In-memory computing could be used to improve energy efficiency but requires high-density memory cells. One way to increase memory density, while maintaining the same footprint, is to stack memory cells on top of each other. Although stacking is possible using conventional semiconductors (such as polycrystalline silicon), fabrication challenges (such as sidewall uniformity, doping profile variation, high thermal budgets and metal diffusion) can negatively impact performance. Peide Ye and colleagues now report a vertical thin-film transistor made using all-oxide semiconductors.

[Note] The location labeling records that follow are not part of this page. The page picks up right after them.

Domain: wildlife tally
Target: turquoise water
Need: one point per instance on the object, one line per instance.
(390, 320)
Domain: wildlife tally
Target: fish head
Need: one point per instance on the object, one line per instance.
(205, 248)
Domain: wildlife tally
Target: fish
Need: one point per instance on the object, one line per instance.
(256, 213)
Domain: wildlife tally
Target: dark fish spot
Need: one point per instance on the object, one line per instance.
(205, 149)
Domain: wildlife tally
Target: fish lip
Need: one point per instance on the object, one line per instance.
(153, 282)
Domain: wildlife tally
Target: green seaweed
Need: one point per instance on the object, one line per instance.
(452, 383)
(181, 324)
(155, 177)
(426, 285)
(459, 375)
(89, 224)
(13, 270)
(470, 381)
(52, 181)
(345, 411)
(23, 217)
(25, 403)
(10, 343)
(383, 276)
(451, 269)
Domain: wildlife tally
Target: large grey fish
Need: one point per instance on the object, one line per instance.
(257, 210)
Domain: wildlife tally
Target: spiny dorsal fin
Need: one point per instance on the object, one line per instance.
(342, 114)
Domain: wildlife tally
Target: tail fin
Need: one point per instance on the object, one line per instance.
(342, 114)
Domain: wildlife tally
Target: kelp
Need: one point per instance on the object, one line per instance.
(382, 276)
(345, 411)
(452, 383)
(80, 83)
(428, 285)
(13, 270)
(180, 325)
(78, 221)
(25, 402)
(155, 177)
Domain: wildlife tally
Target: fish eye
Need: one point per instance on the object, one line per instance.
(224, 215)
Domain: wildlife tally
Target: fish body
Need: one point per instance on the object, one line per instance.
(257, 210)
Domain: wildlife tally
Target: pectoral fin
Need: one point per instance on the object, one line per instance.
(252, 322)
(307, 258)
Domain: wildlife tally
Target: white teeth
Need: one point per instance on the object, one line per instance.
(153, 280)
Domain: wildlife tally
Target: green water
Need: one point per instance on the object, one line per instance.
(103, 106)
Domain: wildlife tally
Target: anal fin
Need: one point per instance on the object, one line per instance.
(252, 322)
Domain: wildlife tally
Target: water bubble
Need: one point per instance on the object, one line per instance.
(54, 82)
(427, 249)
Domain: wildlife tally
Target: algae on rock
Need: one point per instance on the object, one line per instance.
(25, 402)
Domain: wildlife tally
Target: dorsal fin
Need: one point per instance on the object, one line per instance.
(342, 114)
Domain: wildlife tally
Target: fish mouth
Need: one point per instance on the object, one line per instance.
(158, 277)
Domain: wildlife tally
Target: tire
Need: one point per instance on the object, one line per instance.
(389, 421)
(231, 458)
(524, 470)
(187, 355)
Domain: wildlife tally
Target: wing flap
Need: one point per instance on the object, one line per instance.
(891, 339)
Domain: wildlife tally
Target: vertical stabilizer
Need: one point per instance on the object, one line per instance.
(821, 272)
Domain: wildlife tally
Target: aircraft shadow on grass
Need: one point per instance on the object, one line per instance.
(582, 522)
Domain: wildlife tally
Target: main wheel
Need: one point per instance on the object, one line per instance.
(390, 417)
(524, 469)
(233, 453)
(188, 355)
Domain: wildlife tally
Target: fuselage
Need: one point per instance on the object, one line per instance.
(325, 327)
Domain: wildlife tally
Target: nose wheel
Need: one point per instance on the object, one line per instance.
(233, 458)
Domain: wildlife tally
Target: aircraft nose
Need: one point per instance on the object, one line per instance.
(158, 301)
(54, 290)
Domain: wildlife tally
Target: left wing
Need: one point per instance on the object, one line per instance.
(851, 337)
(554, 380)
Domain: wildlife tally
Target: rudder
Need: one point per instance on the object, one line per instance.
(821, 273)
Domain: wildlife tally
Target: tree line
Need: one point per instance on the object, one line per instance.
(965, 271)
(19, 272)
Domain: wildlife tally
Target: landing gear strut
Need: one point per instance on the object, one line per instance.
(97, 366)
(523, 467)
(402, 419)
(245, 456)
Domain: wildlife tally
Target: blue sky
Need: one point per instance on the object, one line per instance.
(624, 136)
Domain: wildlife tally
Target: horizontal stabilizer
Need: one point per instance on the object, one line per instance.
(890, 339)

The researchers — who are based at Purdue University and Samsung Electronics — fabricated the devices via atomic layer deposition. They use an ultrathin indium oxide (In₂O₃) layer as the channel and a thick degenerate indium oxide layer as the gate electrode, which allows the metal diffusion that typically occurs in metal or nitride metal gate fabrication processes to be avoided. The process can also be used to make ferroelectric field-effect transistors, which exhibit a memory window of 1.85 V, an on/off ratio of 10⁴, a retention time of 10 years and an endurance of more than 10⁹ cycles.

内存计算可用于提高能源效率，但需要高密度存储单元。在保持相同占用空间的同时增加存储密度的一种方法是将存储单元堆叠在一起。尽管可以使用传统半导体（例如多晶硅）进行堆叠，但制造挑战（例如侧壁均匀性、掺杂分布变化、高热预算和金属扩散）可能会对性能产生负面影响。 Peide Ye 及其同事现在报告了一种使用全氧化物半导体制成的垂直薄膜晶体管。

来自普渡大学和三星电子的研究人员通过原子层沉积制造了这些设备。他们使用超薄氧化铟（In ₂ O ₃ ）层作为沟道，并使用厚的简并氧化铟层作为栅电极，这可以避免通常在金属或氮化物金属栅极制造工艺中发生的金属扩散。该工艺还可用于制造铁电场效应晶体管，其存储窗口为1.85 V，开/关比为10 ⁴ ，保留时间为10年，耐久性超过10 ^{9 个}周期。